Esperaba que a él no le ocurriera eso. Togul Barok siempre era un mal enemigo. Armado con la lanza se convertía en mucho peor.
Las paredes del túnel se abrieron de repente. Se hallaban en una sala muy grande, cuyo techo se curvaba en un extraño diseño. La parte derecha —la más cercana al Prates, si Derguín no se había desorientado mucho— era cóncava como una cúpula, mientras que la izquierda era convexa. La zona donde ocurría la transformación no se distinguía con claridad, porque en el centro se formaban unos extraños espejismos visuales que provocaban cierto vértigo.
Las paredes estaban plagadas de tubos que se cruzaban en direcciones caóticas.
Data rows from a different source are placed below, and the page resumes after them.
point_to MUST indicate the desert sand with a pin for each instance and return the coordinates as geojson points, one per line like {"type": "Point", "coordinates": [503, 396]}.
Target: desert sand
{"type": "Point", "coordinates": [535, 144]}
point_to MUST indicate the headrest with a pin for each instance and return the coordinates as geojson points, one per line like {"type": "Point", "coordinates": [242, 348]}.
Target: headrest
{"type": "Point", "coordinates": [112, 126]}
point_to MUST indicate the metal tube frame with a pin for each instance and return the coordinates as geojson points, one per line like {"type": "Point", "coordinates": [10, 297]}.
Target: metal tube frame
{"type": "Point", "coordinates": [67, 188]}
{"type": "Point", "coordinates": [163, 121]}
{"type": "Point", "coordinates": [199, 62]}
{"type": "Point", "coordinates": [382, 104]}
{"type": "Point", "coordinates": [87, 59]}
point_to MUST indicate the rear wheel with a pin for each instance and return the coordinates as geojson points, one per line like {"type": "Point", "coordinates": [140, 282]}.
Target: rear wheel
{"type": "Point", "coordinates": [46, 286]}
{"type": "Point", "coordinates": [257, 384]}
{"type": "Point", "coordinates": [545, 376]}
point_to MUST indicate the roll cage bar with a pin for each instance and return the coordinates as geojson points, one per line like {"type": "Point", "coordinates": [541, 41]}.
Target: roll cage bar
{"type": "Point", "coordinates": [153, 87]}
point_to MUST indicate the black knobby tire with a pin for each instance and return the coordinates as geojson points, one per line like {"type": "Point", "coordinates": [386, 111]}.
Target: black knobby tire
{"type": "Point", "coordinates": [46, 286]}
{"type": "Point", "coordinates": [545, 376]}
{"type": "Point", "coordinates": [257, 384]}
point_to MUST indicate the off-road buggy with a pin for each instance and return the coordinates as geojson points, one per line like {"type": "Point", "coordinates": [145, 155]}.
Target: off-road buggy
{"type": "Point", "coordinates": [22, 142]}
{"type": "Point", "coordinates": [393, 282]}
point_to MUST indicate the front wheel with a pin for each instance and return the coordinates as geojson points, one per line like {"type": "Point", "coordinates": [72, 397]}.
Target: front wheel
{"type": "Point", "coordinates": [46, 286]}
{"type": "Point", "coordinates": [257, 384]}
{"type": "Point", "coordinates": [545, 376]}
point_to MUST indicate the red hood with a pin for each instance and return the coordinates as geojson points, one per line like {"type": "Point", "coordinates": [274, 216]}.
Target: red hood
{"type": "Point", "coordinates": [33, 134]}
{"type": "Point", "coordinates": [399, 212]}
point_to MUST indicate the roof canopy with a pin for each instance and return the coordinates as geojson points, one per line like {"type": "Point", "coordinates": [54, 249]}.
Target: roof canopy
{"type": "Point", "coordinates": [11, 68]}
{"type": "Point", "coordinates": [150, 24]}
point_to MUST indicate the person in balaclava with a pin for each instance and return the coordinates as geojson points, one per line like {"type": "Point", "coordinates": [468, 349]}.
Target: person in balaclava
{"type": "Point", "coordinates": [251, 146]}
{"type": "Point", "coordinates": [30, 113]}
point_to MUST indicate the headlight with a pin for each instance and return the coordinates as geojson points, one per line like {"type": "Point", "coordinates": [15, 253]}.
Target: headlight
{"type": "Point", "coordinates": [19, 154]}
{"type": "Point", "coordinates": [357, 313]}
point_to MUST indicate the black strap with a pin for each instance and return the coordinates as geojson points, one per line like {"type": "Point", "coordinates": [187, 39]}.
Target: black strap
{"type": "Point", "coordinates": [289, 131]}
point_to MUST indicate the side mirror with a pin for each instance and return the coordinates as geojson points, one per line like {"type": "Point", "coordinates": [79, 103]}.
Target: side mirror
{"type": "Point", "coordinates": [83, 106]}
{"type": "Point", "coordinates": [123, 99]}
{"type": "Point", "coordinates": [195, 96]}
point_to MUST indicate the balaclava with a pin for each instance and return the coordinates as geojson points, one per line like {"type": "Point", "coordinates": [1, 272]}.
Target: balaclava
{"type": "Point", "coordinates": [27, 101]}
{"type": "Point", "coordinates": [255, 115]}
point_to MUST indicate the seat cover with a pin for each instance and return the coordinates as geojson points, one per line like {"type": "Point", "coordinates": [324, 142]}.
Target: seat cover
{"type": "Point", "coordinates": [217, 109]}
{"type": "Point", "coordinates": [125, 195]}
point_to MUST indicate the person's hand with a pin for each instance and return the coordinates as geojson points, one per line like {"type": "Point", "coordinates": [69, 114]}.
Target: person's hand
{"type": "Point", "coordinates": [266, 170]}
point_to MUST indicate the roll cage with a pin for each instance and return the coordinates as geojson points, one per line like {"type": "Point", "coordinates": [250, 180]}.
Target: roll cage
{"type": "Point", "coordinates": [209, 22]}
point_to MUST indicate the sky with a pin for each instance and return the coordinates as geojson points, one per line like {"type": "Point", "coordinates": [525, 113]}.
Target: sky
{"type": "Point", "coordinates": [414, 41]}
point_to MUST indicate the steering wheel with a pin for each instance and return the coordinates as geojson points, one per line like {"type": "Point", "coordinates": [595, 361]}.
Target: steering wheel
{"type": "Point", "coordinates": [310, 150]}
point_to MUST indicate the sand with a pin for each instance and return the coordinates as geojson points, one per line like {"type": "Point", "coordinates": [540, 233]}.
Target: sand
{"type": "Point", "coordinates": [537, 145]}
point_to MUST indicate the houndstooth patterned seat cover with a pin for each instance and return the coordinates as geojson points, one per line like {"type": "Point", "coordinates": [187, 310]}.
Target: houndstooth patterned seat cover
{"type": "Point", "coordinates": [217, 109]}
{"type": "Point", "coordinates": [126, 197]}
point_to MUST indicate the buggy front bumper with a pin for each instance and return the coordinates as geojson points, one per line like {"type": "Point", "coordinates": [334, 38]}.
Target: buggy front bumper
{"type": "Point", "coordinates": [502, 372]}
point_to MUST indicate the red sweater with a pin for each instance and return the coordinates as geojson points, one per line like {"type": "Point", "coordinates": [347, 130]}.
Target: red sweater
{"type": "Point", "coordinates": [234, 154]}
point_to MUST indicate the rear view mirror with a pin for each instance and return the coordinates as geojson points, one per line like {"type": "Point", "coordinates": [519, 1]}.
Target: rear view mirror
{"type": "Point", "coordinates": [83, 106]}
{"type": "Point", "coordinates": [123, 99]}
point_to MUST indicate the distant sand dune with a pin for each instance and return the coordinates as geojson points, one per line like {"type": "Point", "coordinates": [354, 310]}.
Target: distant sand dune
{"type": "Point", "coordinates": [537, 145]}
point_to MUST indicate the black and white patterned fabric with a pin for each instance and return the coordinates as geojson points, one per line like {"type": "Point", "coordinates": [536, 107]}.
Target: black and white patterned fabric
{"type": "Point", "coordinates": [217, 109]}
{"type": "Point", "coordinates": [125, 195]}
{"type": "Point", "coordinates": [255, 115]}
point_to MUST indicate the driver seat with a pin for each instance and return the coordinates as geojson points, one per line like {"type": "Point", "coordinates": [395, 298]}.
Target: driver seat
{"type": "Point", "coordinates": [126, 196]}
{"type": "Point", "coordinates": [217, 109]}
Entre ellos había artefactos con estructuras geométricas, como tetraedros, cubos, esferas deformadas, toroides, y otras más irregulares que otorgaban al conjunto un aspecto casi orgánico. El suelo era transparente y resbaladizo. Por debajo, a unos veinte centímetros, corría una red de líneas plateadas y doradas tan laberíntica como los tubos de las paredes, aunque al menos sólo se cruzaban en dos dimensiones.
Derguín se agachó y tocó aquel suelo. De pronto había sufrido la ilusión de que esas líneas, que parecían circuitos impresos, no estaban por debajo del suelo, sino encima, como imágenes en relieve flotando en el aire.
—Este sitio es de locos —comentó.
—Supongo que por eso dicen que Tubilok es el dios loco —respondió Kratos.
—Hablad con más respeto del amo y señor cuando estéis delante de Gamdu —dijo una voz chirriante.
Cuando se volvieron a mirar, descubrieron que tenían compañía. Un demonio metálico de cuerpo incandescente había aparecido a su espalda.
—¿No habíamos acabado con todos? —preguntó Kratos.
—No —respondió Derguín—. Se me olvidó decirte que Gankru, Molgru y Aridu tenían otro hermanito.